Wrapping paper-like spacecraft might one day collect junk and throw it into Earth’s atmospheric shredder

NASA has awarded a second round of funding for an experimental project aimed at curbing ‘space pollution’. The project involves deploying a swarm of ultra-thin sheets, only 10-microns in thickness, to wrap around the debris. Eventually, the craft and collected trash crash into Earth’s atmosphere where they’re thermally disintegrated.


What the Brane junk janitor might look like. Credit: Credit: Siegfried Janson/NASA.

The spacefill

Where humans go, trash is never far away. You’ll find human-sourced litter in the deep Amazon jungle or on Antarctica’s frozen coasts. Space is no exception with at least 500,000 pieces of junk — not counting the millions of micro-sized objects like paint flecks — whizzing past at more than 17,500 miles per hour around the planet’s orbit. This is a growing problem because space junk begets more junk after they crash into each other, splattering into smithereens.

Space junk is such a pain in the thruster because even people’s lives are at stake. Astronauts manning the International Space Station were put on high alert and ordered to take to their escape pods more than once because of the risk of crashing with debris. Some scientists have warned that if nothing is done to address the issue fast, Earth’s orbit might be so clogged that we won’t be able to viably launch anything beyond it anymore. Thought Saturn’s rings look cool? We aren’t that far off from inadvertently forming our own set.

This isn't a crack on car's windshield, but 7-mm chip in diameter in one of the windows of the ISS' Cupola -- the dreamy vantage point which astronauts use to take amazing pictures. It was caused by "possibly a paint flake or small metal fragment no bigger than a few thousandths of a millimetre across," writes the ESA.

This isn’t a crack on car’s windshield, but 7-mm chip in diameter in one of the windows of the ISS’ Cupola — the dreamy vantage point which astronauts use to take amazing pictures. It was caused by “possibly a paint flake or small metal fragment no bigger than a few thousandths of a millimetre across,” writes the ESA.

So what can we do?

In 2012, Swiss scientists launched a pilot program called the CleanSpace One which is basically a ‘space janitor’. The function of the satellite is to track and offset debris so that their trajectory puts them on a collision course with Earth’s atmosphere. Japan has a mission called Kounotori 6 which can tether space junk with electromagnetic forces. Astroscale, a Japanese startup, plans is to launch a satellite called ELSA-1 that will track debris and stick to it with glue. Other ideas are even wilder, like using lasers to vaporize the surfaces of small pieces and force them down. None of these ideas have left the drawing board.

Out of all the proposed projects so far though, the Brane Craft designed by Aerospace Corporation might take the cake. It’s such an audacious project that you have to wonder what its engineers eat for breakfast. But is it crazy enough to work? You be the judge.

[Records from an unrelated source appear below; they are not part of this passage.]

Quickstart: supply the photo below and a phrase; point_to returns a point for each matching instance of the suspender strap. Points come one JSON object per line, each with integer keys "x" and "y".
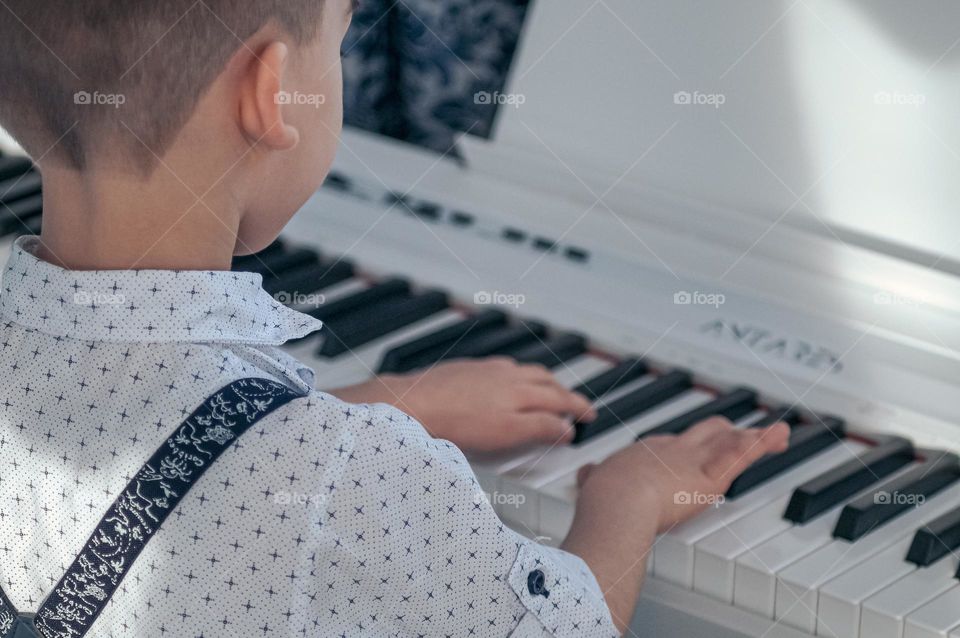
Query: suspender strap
{"x": 142, "y": 507}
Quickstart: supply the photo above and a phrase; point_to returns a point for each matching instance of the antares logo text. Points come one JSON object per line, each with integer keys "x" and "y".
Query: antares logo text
{"x": 767, "y": 343}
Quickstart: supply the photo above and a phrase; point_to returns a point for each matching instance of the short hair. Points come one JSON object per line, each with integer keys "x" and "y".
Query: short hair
{"x": 75, "y": 74}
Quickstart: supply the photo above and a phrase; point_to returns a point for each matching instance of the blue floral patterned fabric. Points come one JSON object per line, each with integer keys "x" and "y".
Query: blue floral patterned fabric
{"x": 418, "y": 70}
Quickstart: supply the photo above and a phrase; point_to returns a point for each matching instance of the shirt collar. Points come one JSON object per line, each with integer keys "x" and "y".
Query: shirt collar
{"x": 144, "y": 305}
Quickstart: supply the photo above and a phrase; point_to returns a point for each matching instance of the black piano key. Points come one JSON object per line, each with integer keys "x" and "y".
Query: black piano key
{"x": 626, "y": 371}
{"x": 357, "y": 328}
{"x": 805, "y": 441}
{"x": 935, "y": 540}
{"x": 14, "y": 166}
{"x": 14, "y": 188}
{"x": 733, "y": 405}
{"x": 246, "y": 262}
{"x": 14, "y": 214}
{"x": 896, "y": 495}
{"x": 426, "y": 350}
{"x": 632, "y": 404}
{"x": 837, "y": 485}
{"x": 308, "y": 280}
{"x": 500, "y": 341}
{"x": 552, "y": 351}
{"x": 787, "y": 414}
{"x": 362, "y": 299}
{"x": 276, "y": 264}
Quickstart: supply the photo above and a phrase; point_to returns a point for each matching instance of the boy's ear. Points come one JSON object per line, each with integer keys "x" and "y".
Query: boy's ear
{"x": 262, "y": 99}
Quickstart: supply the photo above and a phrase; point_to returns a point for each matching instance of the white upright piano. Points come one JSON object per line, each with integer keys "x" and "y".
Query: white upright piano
{"x": 687, "y": 208}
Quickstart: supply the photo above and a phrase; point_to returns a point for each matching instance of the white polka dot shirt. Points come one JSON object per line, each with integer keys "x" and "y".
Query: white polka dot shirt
{"x": 326, "y": 519}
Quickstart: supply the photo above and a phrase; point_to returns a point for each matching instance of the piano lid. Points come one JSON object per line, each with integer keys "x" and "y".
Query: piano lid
{"x": 839, "y": 117}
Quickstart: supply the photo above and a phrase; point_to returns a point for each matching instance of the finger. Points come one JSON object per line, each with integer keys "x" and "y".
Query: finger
{"x": 535, "y": 373}
{"x": 706, "y": 430}
{"x": 735, "y": 451}
{"x": 557, "y": 400}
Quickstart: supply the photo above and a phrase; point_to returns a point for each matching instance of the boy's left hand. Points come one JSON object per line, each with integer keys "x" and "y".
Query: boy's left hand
{"x": 483, "y": 406}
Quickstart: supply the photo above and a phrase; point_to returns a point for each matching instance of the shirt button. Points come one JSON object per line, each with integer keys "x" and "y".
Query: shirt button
{"x": 536, "y": 581}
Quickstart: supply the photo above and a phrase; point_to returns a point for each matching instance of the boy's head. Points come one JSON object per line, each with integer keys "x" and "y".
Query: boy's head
{"x": 134, "y": 87}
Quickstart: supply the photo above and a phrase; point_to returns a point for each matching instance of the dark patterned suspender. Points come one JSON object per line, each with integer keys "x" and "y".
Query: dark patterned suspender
{"x": 142, "y": 507}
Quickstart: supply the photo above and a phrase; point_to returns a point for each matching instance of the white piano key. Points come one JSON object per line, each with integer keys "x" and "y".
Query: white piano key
{"x": 838, "y": 614}
{"x": 360, "y": 364}
{"x": 755, "y": 574}
{"x": 715, "y": 554}
{"x": 798, "y": 585}
{"x": 580, "y": 370}
{"x": 549, "y": 483}
{"x": 936, "y": 618}
{"x": 674, "y": 553}
{"x": 883, "y": 615}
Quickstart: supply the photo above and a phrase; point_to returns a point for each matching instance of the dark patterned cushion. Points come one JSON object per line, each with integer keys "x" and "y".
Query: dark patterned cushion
{"x": 414, "y": 69}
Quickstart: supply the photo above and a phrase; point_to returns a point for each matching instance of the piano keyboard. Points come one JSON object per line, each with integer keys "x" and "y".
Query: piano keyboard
{"x": 837, "y": 536}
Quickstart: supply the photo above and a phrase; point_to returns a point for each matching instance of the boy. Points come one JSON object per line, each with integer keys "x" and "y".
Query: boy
{"x": 123, "y": 318}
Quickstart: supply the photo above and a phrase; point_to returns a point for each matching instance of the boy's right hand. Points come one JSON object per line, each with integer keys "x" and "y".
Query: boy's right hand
{"x": 650, "y": 487}
{"x": 683, "y": 474}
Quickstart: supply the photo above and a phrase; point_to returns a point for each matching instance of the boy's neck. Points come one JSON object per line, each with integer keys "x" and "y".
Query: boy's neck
{"x": 120, "y": 222}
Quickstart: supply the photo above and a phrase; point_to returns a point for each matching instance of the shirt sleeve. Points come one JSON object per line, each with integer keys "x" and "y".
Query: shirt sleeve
{"x": 429, "y": 556}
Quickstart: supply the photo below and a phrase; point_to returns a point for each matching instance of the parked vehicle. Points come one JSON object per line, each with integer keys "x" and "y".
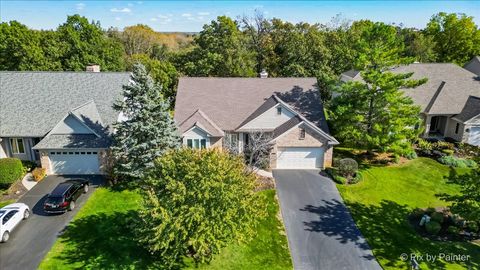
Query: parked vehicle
{"x": 63, "y": 197}
{"x": 10, "y": 217}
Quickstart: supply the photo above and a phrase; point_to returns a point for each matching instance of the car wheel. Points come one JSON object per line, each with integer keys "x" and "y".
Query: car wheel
{"x": 26, "y": 214}
{"x": 5, "y": 237}
{"x": 71, "y": 206}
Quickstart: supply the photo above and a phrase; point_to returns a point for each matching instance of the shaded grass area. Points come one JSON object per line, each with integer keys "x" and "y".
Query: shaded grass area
{"x": 381, "y": 203}
{"x": 101, "y": 237}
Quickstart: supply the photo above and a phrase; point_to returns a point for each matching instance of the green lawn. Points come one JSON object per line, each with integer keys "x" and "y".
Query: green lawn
{"x": 99, "y": 237}
{"x": 381, "y": 203}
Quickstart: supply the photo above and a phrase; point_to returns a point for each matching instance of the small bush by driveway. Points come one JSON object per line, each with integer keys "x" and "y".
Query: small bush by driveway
{"x": 33, "y": 238}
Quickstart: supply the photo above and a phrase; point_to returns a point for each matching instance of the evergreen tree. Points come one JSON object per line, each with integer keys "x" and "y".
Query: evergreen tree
{"x": 148, "y": 130}
{"x": 375, "y": 114}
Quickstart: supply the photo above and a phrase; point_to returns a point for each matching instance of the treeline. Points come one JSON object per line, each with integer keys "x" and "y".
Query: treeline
{"x": 228, "y": 47}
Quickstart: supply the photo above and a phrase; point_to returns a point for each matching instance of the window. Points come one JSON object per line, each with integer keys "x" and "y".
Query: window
{"x": 17, "y": 146}
{"x": 302, "y": 134}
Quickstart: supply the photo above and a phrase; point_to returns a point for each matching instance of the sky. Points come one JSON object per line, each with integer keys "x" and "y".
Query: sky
{"x": 190, "y": 16}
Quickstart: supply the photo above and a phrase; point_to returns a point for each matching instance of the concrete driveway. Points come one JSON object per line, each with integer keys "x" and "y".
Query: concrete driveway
{"x": 33, "y": 238}
{"x": 321, "y": 233}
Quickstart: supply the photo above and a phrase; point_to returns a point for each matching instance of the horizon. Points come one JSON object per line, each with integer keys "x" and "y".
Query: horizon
{"x": 190, "y": 16}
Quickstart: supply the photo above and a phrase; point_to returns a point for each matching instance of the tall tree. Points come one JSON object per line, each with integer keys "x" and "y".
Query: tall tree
{"x": 219, "y": 50}
{"x": 375, "y": 114}
{"x": 87, "y": 43}
{"x": 456, "y": 36}
{"x": 147, "y": 129}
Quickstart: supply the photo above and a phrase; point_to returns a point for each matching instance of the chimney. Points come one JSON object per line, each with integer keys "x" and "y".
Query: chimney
{"x": 93, "y": 68}
{"x": 263, "y": 74}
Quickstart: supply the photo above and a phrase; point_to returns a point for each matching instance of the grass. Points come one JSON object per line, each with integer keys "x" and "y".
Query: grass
{"x": 381, "y": 203}
{"x": 99, "y": 237}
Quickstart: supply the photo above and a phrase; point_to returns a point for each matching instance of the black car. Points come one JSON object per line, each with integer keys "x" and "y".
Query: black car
{"x": 63, "y": 197}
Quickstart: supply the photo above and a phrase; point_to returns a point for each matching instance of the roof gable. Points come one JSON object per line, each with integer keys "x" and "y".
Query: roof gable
{"x": 32, "y": 103}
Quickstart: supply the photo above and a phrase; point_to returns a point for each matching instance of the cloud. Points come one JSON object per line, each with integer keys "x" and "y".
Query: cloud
{"x": 80, "y": 6}
{"x": 122, "y": 10}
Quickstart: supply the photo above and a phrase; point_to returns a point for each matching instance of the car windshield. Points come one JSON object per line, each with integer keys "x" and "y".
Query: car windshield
{"x": 54, "y": 200}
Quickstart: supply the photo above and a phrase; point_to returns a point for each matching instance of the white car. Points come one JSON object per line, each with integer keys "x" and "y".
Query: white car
{"x": 10, "y": 217}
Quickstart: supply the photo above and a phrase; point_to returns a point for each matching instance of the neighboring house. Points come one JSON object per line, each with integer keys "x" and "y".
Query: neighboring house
{"x": 214, "y": 112}
{"x": 473, "y": 65}
{"x": 449, "y": 101}
{"x": 62, "y": 120}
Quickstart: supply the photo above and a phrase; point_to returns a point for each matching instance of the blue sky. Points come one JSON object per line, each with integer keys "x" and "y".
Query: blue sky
{"x": 190, "y": 16}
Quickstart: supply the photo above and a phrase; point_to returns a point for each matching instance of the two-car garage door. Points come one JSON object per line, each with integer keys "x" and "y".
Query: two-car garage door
{"x": 74, "y": 162}
{"x": 299, "y": 157}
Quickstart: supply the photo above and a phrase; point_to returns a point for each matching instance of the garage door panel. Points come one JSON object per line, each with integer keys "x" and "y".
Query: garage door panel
{"x": 76, "y": 162}
{"x": 299, "y": 157}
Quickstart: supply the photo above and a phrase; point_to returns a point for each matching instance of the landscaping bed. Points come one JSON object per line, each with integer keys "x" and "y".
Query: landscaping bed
{"x": 101, "y": 237}
{"x": 383, "y": 201}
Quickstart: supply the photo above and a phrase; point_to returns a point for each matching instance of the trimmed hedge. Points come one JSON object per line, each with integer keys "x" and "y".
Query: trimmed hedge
{"x": 11, "y": 169}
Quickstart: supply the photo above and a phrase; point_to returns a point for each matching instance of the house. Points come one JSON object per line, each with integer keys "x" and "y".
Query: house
{"x": 215, "y": 112}
{"x": 449, "y": 101}
{"x": 61, "y": 120}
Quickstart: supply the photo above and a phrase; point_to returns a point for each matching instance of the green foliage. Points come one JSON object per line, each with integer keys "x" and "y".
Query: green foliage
{"x": 458, "y": 162}
{"x": 219, "y": 50}
{"x": 437, "y": 217}
{"x": 196, "y": 202}
{"x": 148, "y": 130}
{"x": 11, "y": 169}
{"x": 456, "y": 37}
{"x": 433, "y": 227}
{"x": 347, "y": 167}
{"x": 375, "y": 114}
{"x": 85, "y": 43}
{"x": 466, "y": 204}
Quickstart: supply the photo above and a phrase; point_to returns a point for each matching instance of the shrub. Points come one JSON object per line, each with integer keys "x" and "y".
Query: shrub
{"x": 28, "y": 165}
{"x": 437, "y": 216}
{"x": 411, "y": 155}
{"x": 11, "y": 169}
{"x": 433, "y": 227}
{"x": 453, "y": 230}
{"x": 457, "y": 162}
{"x": 39, "y": 173}
{"x": 448, "y": 152}
{"x": 195, "y": 203}
{"x": 347, "y": 167}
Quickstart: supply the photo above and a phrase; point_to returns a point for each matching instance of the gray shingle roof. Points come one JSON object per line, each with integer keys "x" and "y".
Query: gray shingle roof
{"x": 31, "y": 103}
{"x": 200, "y": 119}
{"x": 473, "y": 65}
{"x": 471, "y": 109}
{"x": 459, "y": 85}
{"x": 229, "y": 101}
{"x": 59, "y": 141}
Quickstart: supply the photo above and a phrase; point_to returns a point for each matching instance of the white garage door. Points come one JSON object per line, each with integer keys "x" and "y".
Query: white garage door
{"x": 74, "y": 162}
{"x": 474, "y": 137}
{"x": 299, "y": 158}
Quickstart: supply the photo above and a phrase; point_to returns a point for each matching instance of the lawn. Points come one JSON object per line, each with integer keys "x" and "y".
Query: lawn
{"x": 100, "y": 237}
{"x": 381, "y": 203}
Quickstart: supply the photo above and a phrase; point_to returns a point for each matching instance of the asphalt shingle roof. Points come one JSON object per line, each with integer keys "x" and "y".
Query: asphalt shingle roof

Each Brane is one yard across (0.91 meters) and thinner than half the width of a human hair. But inside it, not only does Aerospace Corp. want to embed ultrathin solar panels, but also electronics and propellant, sandwiched in between two sheets.

Being extremely thin is the crux of this type of solution. You want to deploy a whole swarm — hundreds maybe thousands — and set them loose on the hunt for junk.

At the same time, the Brane design needs to overcome numerous challenges. Though thin and flexible, this super-tech wrapping sheet needs to be almost bullet proof to withstand collisions with micro-sized debris which impact with high kinetic energy. Otherwise — you’ve guessed it — we just end up with more junk.

Another challenge is radiation. Though each Brane should operate for a short while with a hunt and destroy mindset, its electronics need to be resilient enough to maintain comm-links and microprocessor viability. Aerospace Corp. is building each Brane out of multiple segments so if one component is damaged by radiation or tiny junk, the craft is still operational.

In its final form, one Brane craft should be capable of pulling most objects weighing 0.9 kilograms (2 pounds) or less into Earth’s atmosphere. That’s if this project ever leaves the drawing board in the first place. NASA’s Innovative Advanced Concepts program is less about strict deadlines and more about experimenting with technology.

At the end of the day, even if the Brane is a total failure, there are good reasons to believe the technology could be helpful, at least in some places. For instance, what NASA learns from experimenting with Brane crafts could one day make satellites a lot lighter and hence cheaper to launch. Yes, more space junk! It just never stops, sorry.